Merge pull request #180 from pollockjj/fix-dlpack-p2p-cu130

pollockjj · web-flow · commit 8c4034f7e14c · 2026-03-17T22:58:36.000Z
Fix DLPack P2P Cross-Device Transfer (cu130)

I believe this fixes the issue. Ran on my own mixed-mode 5090/3090 setup and passed 0/0 1/1 0/1 1/0
diff --git a/__init__.py b/__init__.py
@@ -390,7 +390,7 @@ def sample_custom_with_runtime_device(model, *args, **kwargs):
         logger.info("[MultiGPU] Patched comfy.sample.sample_custom with runtime device guard")
 
 def _patch_comfy_kitchen_dlpack_device_guard():
-    """Guard comfy_kitchen DLPack export by switching to the tensor's CUDA device."""
+    """Guard comfy_kitchen DLPack export with P2P-aware CPU-staging fallback."""
     try:
         comfy_kitchen_cuda = importlib.import_module("comfy_kitchen.backends.cuda")
     except ImportError:
@@ -405,14 +405,43 @@ def _patch_comfy_kitchen_dlpack_device_guard():
     if getattr(wrap_for_dlpack, "_multigpu_cuda_device_guard", False):
         return True
 
+    from .p2p_registry import p2p_registry
+
     def wrap_for_dlpack_with_device_guard(*args, **kwargs):
         tensor = args[0] if args else kwargs.get("tensor")

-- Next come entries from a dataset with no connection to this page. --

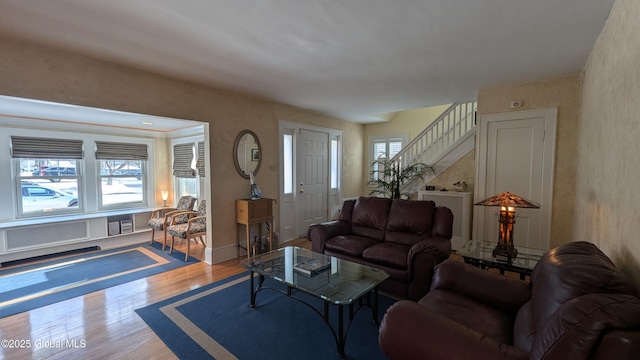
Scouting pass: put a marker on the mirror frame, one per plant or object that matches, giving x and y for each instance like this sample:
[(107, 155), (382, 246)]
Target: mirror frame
[(235, 152)]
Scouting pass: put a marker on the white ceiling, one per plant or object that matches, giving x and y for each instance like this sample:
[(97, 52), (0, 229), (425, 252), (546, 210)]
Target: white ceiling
[(354, 59)]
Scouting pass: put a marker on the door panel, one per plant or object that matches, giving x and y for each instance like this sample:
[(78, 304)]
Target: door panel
[(312, 178), (515, 154)]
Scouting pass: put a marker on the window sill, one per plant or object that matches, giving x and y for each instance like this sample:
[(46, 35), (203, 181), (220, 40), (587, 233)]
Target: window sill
[(62, 218)]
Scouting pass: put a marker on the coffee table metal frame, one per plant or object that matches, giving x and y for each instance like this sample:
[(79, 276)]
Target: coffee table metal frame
[(344, 284)]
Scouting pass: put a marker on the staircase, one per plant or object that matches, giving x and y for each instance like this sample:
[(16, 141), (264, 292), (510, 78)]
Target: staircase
[(441, 144)]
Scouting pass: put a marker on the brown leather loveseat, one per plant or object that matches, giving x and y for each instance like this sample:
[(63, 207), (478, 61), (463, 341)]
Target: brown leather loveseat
[(403, 237), (577, 306)]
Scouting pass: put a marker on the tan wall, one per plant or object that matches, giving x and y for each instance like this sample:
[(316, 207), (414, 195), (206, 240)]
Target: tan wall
[(32, 71), (462, 170), (608, 167), (563, 93)]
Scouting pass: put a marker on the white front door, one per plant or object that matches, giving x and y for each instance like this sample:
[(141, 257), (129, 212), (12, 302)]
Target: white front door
[(516, 153), (312, 167)]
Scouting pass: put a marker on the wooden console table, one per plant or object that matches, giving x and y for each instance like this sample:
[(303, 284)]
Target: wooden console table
[(249, 212)]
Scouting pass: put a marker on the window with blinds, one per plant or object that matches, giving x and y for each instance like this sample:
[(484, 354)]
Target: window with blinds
[(184, 160), (48, 180), (384, 148), (122, 174)]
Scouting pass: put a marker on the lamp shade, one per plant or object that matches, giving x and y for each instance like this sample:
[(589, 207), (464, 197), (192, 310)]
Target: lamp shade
[(508, 199)]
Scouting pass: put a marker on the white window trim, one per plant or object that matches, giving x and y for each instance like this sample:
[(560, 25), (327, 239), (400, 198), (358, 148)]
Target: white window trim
[(371, 140)]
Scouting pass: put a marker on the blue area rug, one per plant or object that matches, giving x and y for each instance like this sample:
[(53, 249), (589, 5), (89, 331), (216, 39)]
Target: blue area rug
[(216, 322), (27, 287)]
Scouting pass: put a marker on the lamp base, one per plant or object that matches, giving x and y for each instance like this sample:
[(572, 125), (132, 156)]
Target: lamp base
[(505, 251)]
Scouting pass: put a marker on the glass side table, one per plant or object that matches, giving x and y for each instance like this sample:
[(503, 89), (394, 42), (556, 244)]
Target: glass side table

-        with cuda_device_guard(getattr(tensor, "device", None), reason="comfy_kitchen._wrap_for_dlpack"):
-            return wrap_for_dlpack(*args, **kwargs)
+        tensor_device = getattr(tensor, "device", None)
+        exec_device = get_current_device()
+        exec_device = _coerce_torch_device(exec_device)
+
+        # Determine if cross-device staging is needed
+        needs_staging = False
+        def _valid_cuda(d):
+            return d is not None and d.type == "cuda" and d.index is not None
+
+        if _valid_cuda(tensor_device) and _valid_cuda(exec_device):
+            if tensor_device.index != exec_device.index and not p2p_registry.can_access_peer(tensor_device.index, exec_device.index):
+                needs_staging = True
+
+        if needs_staging:
+            logger.info(
+                f"[MultiGPU DLPack] CPU-staging tensor from cuda:{tensor_device.index} "
+                f"to cuda:{exec_device.index} (P2P unavailable)"
+            )
+            staged_tensor = tensor.to("cpu").to(exec_device)
+            wrap_for_dlpack_with_device_guard._dlpack_staging_count += 1
+            with cuda_device_guard(exec_device, reason="comfy_kitchen._wrap_for_dlpack(staged)"):
+                if args:
+                    return wrap_for_dlpack(staged_tensor, *args[1:], **kwargs)
+                else:
+                    return wrap_for_dlpack(staged_tensor, **kwargs)
+        else:
+            with cuda_device_guard(tensor_device, reason="comfy_kitchen._wrap_for_dlpack"):
+                return wrap_for_dlpack(*args, **kwargs)
 
     wrap_for_dlpack_with_device_guard._multigpu_cuda_device_guard = True
+    wrap_for_dlpack_with_device_guard._dlpack_staging_count = 0
     comfy_kitchen_cuda._wrap_for_dlpack = wrap_for_dlpack_with_device_guard
-    logger.info("[MultiGPU] Applied comfy_kitchen CUDA DLPack device guard patch")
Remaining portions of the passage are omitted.